Herr Köppel hat ein Hobby: Die Weltwoche. Diese hat er schon frü­her ein­mal als Chefregent ver­un­stal­tet. Doch den schlech­ten Ruf liess er nicht auf sich beru­hen, und hat­te die Idee: Er kauf­te im 2006 das Blatt gleich sel­ber, und darf seit­her regen­ten wie er will. Er igno­riert, dass die rechts­po­li­ti­sche Blocherisierung die Weltwoche rund 12 000 LeserInnen geko­stet hat, und im 2009 mit 81 753 ein Auflagen-Tiefststand erreicht wur­de. (1996 war die Auflage noch über 100 000). Vor weni­gen Tagen fiel mir die Nummer 28 bei einem Kaffee in die Hände, und ich dach­te mir, wenn ich den Schund schon nicht kau­fen muss, wer­fe ich mal einen ein­ge­hen­den Blick rein.
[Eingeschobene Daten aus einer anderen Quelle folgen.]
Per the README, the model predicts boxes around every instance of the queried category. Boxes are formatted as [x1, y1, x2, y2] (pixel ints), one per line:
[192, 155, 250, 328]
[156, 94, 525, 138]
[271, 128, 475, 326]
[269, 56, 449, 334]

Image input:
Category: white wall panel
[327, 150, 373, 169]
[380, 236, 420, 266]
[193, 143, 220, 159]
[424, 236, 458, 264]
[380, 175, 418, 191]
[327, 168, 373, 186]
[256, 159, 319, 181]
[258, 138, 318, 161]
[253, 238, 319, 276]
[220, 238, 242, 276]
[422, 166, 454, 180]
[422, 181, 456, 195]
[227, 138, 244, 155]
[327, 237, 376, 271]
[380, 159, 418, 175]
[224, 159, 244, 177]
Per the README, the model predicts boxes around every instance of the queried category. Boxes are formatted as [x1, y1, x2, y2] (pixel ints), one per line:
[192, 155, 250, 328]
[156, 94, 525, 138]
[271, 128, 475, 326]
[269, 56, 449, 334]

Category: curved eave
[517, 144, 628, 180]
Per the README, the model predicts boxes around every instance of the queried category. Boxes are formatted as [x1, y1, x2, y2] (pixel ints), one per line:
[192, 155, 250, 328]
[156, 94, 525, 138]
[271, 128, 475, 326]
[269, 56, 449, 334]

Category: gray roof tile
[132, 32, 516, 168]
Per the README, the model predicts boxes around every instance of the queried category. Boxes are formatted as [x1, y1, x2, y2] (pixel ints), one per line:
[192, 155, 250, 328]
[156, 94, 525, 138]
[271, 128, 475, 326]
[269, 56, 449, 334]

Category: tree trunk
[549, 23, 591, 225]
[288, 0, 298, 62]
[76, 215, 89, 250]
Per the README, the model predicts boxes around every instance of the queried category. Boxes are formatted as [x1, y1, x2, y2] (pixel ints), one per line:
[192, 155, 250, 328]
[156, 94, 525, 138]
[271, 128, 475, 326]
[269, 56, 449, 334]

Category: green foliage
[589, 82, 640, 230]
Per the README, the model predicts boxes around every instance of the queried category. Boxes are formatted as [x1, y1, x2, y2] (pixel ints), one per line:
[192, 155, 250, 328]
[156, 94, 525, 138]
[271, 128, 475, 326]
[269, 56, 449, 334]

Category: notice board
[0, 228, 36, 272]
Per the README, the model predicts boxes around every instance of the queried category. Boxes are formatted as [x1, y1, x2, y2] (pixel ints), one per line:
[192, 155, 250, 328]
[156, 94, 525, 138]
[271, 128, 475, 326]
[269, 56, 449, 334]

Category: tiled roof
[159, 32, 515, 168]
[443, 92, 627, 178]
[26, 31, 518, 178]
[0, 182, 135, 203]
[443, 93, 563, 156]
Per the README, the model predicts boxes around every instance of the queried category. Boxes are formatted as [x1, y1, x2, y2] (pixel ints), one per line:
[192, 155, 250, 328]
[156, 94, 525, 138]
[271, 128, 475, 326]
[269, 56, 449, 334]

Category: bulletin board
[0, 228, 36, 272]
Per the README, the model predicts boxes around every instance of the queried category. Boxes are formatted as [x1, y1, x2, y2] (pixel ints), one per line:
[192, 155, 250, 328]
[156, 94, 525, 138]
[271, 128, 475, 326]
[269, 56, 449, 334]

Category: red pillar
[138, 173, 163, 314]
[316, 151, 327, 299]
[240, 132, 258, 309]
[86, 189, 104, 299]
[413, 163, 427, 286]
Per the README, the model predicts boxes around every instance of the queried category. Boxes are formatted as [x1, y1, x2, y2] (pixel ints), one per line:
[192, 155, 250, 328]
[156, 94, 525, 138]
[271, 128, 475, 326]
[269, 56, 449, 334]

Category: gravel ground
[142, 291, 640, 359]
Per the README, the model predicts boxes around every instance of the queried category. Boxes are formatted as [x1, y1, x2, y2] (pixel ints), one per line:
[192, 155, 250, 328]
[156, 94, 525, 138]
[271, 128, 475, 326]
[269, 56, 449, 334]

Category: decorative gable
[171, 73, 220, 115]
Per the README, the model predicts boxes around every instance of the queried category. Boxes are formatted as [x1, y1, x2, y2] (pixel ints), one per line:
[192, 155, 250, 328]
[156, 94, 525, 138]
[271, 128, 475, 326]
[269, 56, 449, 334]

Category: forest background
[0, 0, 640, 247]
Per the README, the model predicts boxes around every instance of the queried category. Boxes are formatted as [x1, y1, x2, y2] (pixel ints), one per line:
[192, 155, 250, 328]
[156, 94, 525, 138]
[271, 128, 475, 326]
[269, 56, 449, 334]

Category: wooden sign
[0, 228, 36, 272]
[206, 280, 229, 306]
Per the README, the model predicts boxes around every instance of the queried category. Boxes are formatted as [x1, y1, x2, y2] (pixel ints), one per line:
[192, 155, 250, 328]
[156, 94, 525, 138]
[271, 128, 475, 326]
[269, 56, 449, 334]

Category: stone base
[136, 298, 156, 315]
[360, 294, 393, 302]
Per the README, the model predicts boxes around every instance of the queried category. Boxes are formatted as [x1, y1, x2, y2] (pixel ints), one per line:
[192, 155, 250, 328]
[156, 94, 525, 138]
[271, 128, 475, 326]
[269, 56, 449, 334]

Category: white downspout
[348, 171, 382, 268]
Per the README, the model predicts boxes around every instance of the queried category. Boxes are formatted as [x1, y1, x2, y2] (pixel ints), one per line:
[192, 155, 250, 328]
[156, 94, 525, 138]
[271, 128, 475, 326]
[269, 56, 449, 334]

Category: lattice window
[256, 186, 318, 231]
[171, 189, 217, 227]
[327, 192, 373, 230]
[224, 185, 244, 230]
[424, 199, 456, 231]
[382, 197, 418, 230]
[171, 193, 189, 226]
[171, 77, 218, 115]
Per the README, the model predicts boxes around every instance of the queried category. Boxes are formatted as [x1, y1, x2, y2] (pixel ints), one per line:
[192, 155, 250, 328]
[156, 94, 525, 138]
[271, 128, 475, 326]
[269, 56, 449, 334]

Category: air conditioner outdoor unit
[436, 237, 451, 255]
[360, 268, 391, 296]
Das Ergebnis ist erschreckend: Von den 60 Seiten sind nur sechs von Inseraten geziert. Zwei davon sind Eigenwerbung, eine ande­re ein Mediengegengeschäft, ein­mal ist es COOP natu­ra­farm (kei­ne Ahnung, wen die in der Weltwoche mit der Anzeige «Für Tiere, die draus­sen daheim sind.» anspre­chen wol­len…), ein­mal Whisky (auch mit intel­li­gen­tem Werbespruch: «…bei Einsamkeit.»), zwei­mal Autos – wobei das «Bauernauto» Subaru dop­pelt so gross ist wie der sport­li­che Mercedes. Das war’s. Ach, fast ver­ges­sen, auch die SVP macht, in der glei­chen Grösse wie Mercedes, Werbung. Genau, Herr Köppel strei­tet immer noch ab, ein SVP-Parteiblatt her­aus­zu­ge­ben.

In der 11-köp­fi­gen Redaktion hat es grad mal 2 Redaktorinnen. Im Impressum ste­hen 49 Männer- und nur 14 Frauennamen. Von 60 redak­tio­nel­len Bildern sind auf 17 Frauen erkenn­bar. Doch die­se Frauen sind ent­we­der Hausfrauen, Sexy-Woman, Vielbein, oder Öko-Nudeln (nega­ti­ve Artikel). Oder es wird beim Artikel: «Wer zu hohe Löhne zahlt, geht unter» eine zigar­ren­rau­chen­de sexy Frau mit knall­ro­ten Lippen abge­lich­tet, mit der Bildunterschrift: «Kinderlose Frauen ver­die­nen mei­stens gleich­viel wie Männer». Die Suggestion ist gelun­gen: «Was schreit ihr denn alle nach Lohngleichheit?!». Sogar als Nichtpsychologe kommt mir bei die­ser Betrachtung nur eines in den Sinn: Mutterkomplex.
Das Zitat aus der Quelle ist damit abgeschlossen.